For each record, a consequent set of associated resources will be provided (distributed under LGPL-LR license): metadata (in qualified Dublin-Core and OLAC formats) with GPS coordinates allowing cartographic processing of the data; transcriptions in IPA phonetics as well as in written form using local spelling conventions (in TEI-XML P5 format) allowing to search for a particular term in the content of the videos; translation in French (and maybe English) allowing a broader access to this content for everyone without need for prior linguistics skills in such or such dialect; accompanying texts (written by historians) allowing to relocate the discourse in its historical context ; sentence-by-sentence timings segmentation (in XML format) allowing a number of applications (click on a sentence to listen this specific passage in the video, quick comparison of the pronunciation of a given sentence among several different dialects, dynamic subtitling in WebVTT format, etc.); and linguistics annotations (lemmatization and part-of-speech tagging) allowing linguists researcher to study dialectal microvariation.

All those videos and associated resources will be freely available on the web, and accessible through 4 different channels: long-term preservation archiving of all data on CoCoON; development of a participative web platform (in order to offer Internet users a more ergonomic and more efficient interface for consulting and cartographic processing of the data); implementation of a REST API (allowing direct requests to the database and fostering interoperability with specialized search engines such as Edisyn or the dicod’Òc / vèrb’Òc); and upload of the ethnotexts on the THESOC YouTube™ channel (records distributed under CC-BY-NC-ND license).
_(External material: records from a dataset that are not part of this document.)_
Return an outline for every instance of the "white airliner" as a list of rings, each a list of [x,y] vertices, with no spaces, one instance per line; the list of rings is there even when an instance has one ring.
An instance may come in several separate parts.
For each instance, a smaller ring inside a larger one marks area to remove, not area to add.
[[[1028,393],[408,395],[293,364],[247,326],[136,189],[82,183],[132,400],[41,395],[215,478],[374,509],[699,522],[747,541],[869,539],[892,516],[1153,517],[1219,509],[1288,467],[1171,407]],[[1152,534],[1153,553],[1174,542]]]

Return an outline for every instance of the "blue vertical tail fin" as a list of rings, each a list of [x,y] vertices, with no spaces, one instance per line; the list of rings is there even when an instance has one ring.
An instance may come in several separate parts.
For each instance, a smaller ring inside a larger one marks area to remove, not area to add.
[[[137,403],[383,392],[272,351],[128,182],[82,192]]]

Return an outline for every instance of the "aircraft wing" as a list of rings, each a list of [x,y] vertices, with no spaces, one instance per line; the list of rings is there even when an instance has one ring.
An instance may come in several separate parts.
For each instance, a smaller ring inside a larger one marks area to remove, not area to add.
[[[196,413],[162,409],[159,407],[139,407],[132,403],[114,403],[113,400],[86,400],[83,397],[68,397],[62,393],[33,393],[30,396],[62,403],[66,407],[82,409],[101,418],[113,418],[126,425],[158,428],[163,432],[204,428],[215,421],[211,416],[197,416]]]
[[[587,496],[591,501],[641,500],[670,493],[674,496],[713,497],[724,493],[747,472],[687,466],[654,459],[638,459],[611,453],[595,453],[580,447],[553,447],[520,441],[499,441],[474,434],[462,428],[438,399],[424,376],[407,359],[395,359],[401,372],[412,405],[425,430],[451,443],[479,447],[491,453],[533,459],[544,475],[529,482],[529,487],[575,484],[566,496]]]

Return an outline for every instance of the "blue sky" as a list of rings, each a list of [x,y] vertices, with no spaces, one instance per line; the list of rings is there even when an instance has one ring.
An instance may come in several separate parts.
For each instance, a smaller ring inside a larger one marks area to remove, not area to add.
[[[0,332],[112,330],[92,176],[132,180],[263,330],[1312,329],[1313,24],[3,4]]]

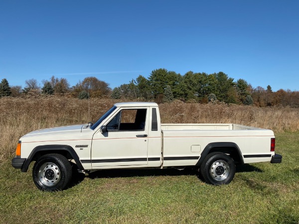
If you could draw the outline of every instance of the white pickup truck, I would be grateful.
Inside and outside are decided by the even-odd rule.
[[[191,166],[214,185],[229,183],[235,164],[281,163],[273,131],[235,124],[160,124],[153,103],[116,104],[94,124],[38,130],[19,139],[12,165],[40,190],[67,187],[72,166],[106,169]]]

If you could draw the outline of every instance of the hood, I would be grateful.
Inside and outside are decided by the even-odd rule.
[[[79,124],[76,125],[53,127],[51,128],[41,129],[40,130],[36,130],[29,132],[23,137],[35,137],[42,135],[80,133],[82,132],[83,125],[83,124]],[[84,129],[83,130],[87,130],[87,129]]]

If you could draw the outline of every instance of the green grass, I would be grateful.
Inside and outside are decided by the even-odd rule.
[[[41,192],[9,161],[0,167],[0,223],[299,223],[299,132],[277,135],[283,163],[238,167],[228,185],[192,170],[109,170]]]

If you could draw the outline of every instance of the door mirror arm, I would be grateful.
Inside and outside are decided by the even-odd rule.
[[[100,131],[101,131],[101,133],[102,133],[102,134],[103,133],[106,133],[107,132],[107,129],[106,128],[106,126],[105,125],[103,125],[102,126],[101,126],[100,128]]]

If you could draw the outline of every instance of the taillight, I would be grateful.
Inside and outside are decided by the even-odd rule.
[[[15,149],[15,155],[17,156],[21,156],[21,141],[19,141],[19,143],[17,143],[16,146],[16,149]]]
[[[270,151],[271,152],[275,151],[275,138],[271,138],[271,148]]]

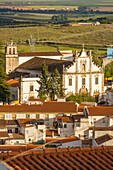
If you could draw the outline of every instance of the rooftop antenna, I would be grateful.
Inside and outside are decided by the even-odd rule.
[[[32,35],[30,35],[30,39],[28,39],[28,42],[29,42],[29,46],[30,46],[31,51],[34,51],[36,39],[33,38]]]

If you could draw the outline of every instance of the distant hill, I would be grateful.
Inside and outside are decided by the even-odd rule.
[[[80,6],[113,6],[113,0],[0,0],[4,4],[37,4],[37,5],[80,5]]]

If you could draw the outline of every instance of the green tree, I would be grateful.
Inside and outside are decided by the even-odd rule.
[[[50,78],[50,98],[55,99],[55,96],[63,96],[64,90],[62,86],[62,78],[57,69],[51,74]]]
[[[42,64],[42,72],[40,75],[40,80],[37,81],[40,85],[38,91],[38,95],[40,98],[46,99],[49,94],[49,74],[48,74],[48,67],[46,64]]]
[[[67,15],[61,14],[61,15],[53,15],[50,23],[52,24],[65,24],[68,23]]]
[[[4,55],[0,52],[0,101],[9,102],[11,97],[10,86],[6,82],[6,73],[4,71]]]
[[[72,94],[69,97],[66,98],[66,101],[74,101],[77,103],[81,102],[94,102],[95,98],[92,96],[89,96],[88,94]]]
[[[48,67],[46,64],[42,65],[40,80],[37,81],[39,83],[38,96],[40,98],[50,98],[54,100],[55,97],[63,96],[63,86],[62,86],[62,78],[57,69],[54,70],[52,74],[48,73]]]
[[[109,78],[109,77],[113,78],[113,61],[108,63],[105,66],[104,75],[105,75],[106,78]]]

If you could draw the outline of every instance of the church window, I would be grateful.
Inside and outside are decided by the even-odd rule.
[[[69,86],[72,86],[72,78],[69,77]]]
[[[15,54],[15,48],[13,48],[13,54]]]
[[[85,85],[85,78],[82,78],[82,85]]]
[[[95,77],[95,84],[98,84],[98,77]]]
[[[9,54],[11,54],[11,48],[9,48]]]
[[[85,64],[82,65],[82,70],[83,70],[83,71],[86,70]]]
[[[34,91],[34,86],[30,85],[30,91]]]

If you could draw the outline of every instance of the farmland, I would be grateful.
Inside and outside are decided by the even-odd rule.
[[[12,4],[36,4],[40,6],[70,6],[70,5],[81,5],[81,6],[113,6],[112,0],[0,0],[0,3],[12,3]]]
[[[3,49],[11,39],[18,44],[19,51],[56,51],[58,48],[75,50],[84,43],[85,48],[99,49],[101,53],[105,53],[106,48],[113,44],[112,0],[104,2],[103,0],[46,0],[46,3],[44,0],[31,2],[0,0],[0,4],[3,8],[0,12],[0,42]],[[87,6],[86,11],[87,9],[89,11],[86,12],[83,8],[76,12],[76,9],[84,6]],[[5,10],[5,8],[10,9]],[[38,10],[40,8],[41,11]],[[110,12],[104,13],[98,10]],[[58,16],[63,12],[68,18],[68,25],[50,24],[52,16]],[[93,24],[85,26],[79,25],[79,22]],[[101,24],[96,26],[94,25],[96,22]],[[28,43],[30,37],[35,41],[33,47]]]
[[[38,26],[20,28],[0,28],[0,42],[3,46],[13,39],[19,51],[30,51],[27,42],[32,36],[35,40],[33,51],[56,51],[81,48],[99,49],[105,52],[106,48],[113,44],[113,25],[98,26]]]

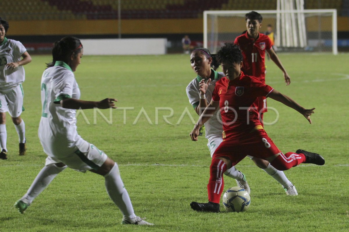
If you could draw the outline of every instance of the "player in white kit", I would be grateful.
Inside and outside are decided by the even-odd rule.
[[[223,72],[218,72],[211,69],[211,66],[215,68],[218,68],[220,65],[219,64],[215,63],[216,62],[213,58],[208,49],[204,48],[196,48],[191,54],[192,68],[198,76],[187,87],[187,95],[190,103],[199,115],[201,114],[210,101],[216,82],[225,76]],[[205,123],[206,138],[208,140],[207,146],[210,150],[211,157],[223,141],[223,129],[220,116],[219,110],[217,109],[212,117]],[[287,195],[298,195],[295,187],[287,179],[283,172],[276,170],[266,160],[249,155],[247,156],[258,167],[281,184]],[[239,187],[250,192],[250,187],[246,181],[245,176],[234,166],[227,170],[224,174],[236,179]]]
[[[134,214],[116,163],[77,133],[76,109],[115,108],[116,101],[112,98],[99,101],[79,99],[80,90],[73,72],[80,64],[83,51],[80,40],[74,37],[66,37],[55,43],[53,61],[47,64],[41,79],[42,111],[38,133],[47,157],[45,167],[15,207],[23,213],[57,175],[68,167],[104,177],[108,195],[124,215],[122,224],[153,225]]]
[[[23,65],[31,61],[30,55],[20,42],[5,37],[9,27],[8,22],[0,17],[0,158],[3,160],[7,158],[6,124],[7,111],[19,138],[18,154],[25,154],[25,127],[21,118],[24,110],[22,83],[25,76]]]

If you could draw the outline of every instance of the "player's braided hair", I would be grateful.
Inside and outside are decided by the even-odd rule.
[[[231,43],[225,43],[216,54],[220,63],[226,61],[239,64],[242,61],[242,53],[239,46]]]
[[[207,56],[208,58],[211,57],[212,58],[212,62],[211,63],[211,67],[215,71],[217,70],[217,69],[219,67],[220,63],[217,60],[215,54],[211,54],[209,50],[204,47],[195,48],[193,50],[193,52],[195,51],[199,51],[201,53]]]
[[[0,24],[2,25],[3,28],[5,29],[5,33],[7,33],[7,30],[8,30],[8,28],[10,27],[10,26],[8,25],[8,22],[1,17],[0,17]]]
[[[52,67],[56,61],[61,61],[66,63],[73,53],[77,55],[82,49],[80,40],[73,36],[67,36],[54,42],[52,49],[52,61],[46,63],[47,67]]]

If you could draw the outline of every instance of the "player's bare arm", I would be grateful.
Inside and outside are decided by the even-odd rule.
[[[74,98],[68,98],[61,100],[61,106],[66,109],[113,109],[116,108],[114,102],[118,100],[114,98],[106,98],[99,101],[84,101]]]
[[[205,83],[205,79],[202,79],[199,83],[199,86],[200,87],[199,94],[200,95],[200,101],[199,102],[199,105],[195,107],[195,111],[199,115],[201,115],[202,111],[205,109],[205,108],[207,106],[207,102],[206,101],[206,98],[205,97],[205,94],[206,93],[206,91],[208,87],[208,84],[211,82],[211,78],[209,78],[206,83]]]
[[[205,108],[202,114],[200,116],[198,122],[196,122],[194,128],[189,135],[193,141],[198,141],[198,136],[199,135],[199,130],[203,124],[208,121],[213,115],[213,114],[219,107],[219,102],[214,102],[212,100]]]
[[[22,57],[23,59],[17,62],[12,62],[9,63],[6,65],[6,68],[10,69],[11,70],[13,69],[18,66],[23,65],[29,63],[31,62],[31,57],[27,51],[24,52],[24,53],[22,54]]]
[[[314,114],[314,110],[315,108],[306,109],[301,106],[296,102],[293,99],[285,95],[284,95],[280,92],[274,90],[268,95],[268,97],[276,101],[279,101],[284,105],[292,108],[299,112],[311,124],[311,120],[310,119],[310,115],[312,114]]]
[[[282,72],[284,74],[284,78],[285,79],[285,83],[286,83],[286,85],[288,85],[291,83],[291,79],[290,78],[290,76],[287,74],[287,72],[286,71],[285,68],[282,66],[281,62],[280,61],[280,60],[277,56],[277,55],[275,53],[274,49],[272,48],[271,48],[269,50],[267,50],[266,51],[269,54],[269,57],[270,57],[270,59],[275,63],[275,64],[277,65],[279,68],[282,71]]]

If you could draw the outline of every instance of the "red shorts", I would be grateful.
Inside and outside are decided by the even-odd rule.
[[[234,166],[248,155],[266,160],[281,152],[265,131],[261,129],[238,139],[223,139],[212,158],[225,156]]]

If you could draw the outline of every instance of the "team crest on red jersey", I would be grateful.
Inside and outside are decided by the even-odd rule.
[[[244,87],[236,87],[235,88],[235,94],[238,96],[244,94]]]

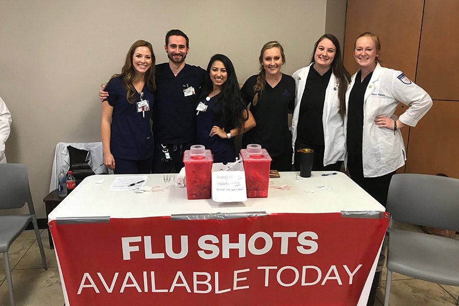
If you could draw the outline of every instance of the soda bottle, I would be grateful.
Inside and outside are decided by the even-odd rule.
[[[58,194],[60,197],[64,197],[67,195],[67,177],[64,173],[64,169],[61,169],[61,173],[58,176]]]
[[[67,176],[67,181],[66,182],[67,185],[67,192],[70,193],[72,190],[75,189],[76,183],[75,182],[75,178],[72,175],[72,171],[68,171],[68,175]]]

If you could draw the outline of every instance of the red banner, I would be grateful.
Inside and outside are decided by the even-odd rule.
[[[70,306],[354,306],[387,228],[384,215],[49,224]]]

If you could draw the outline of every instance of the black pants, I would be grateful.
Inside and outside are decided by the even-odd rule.
[[[300,153],[297,152],[298,149],[312,149],[314,150],[314,160],[313,163],[312,171],[340,171],[341,168],[342,161],[339,161],[331,164],[323,165],[323,155],[325,152],[325,146],[318,144],[295,144],[295,171],[299,171]]]
[[[292,154],[282,155],[277,157],[271,157],[272,160],[271,161],[271,170],[285,171],[292,171]]]
[[[166,162],[163,146],[161,143],[155,142],[153,149],[153,164],[151,166],[152,173],[178,173],[185,164],[183,163],[183,152],[189,150],[192,142],[175,144],[166,144],[166,148],[169,151],[171,160]]]
[[[115,158],[115,174],[148,174],[151,169],[151,158],[133,161]]]
[[[347,168],[352,181],[386,207],[389,184],[395,171],[381,176],[365,177],[363,175],[362,155],[352,153],[347,155]]]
Following the Open Data movement, this project aims to open up those data not only to the entire scientific community, but also towards teachers and learners of regional languages, and by extension towards the general public; with a lot of possible applications: natural language processing (artificial intelligence), linguistics (lexicon, phonetics, syntax), non-verbal communication, history, sociology, ethnology…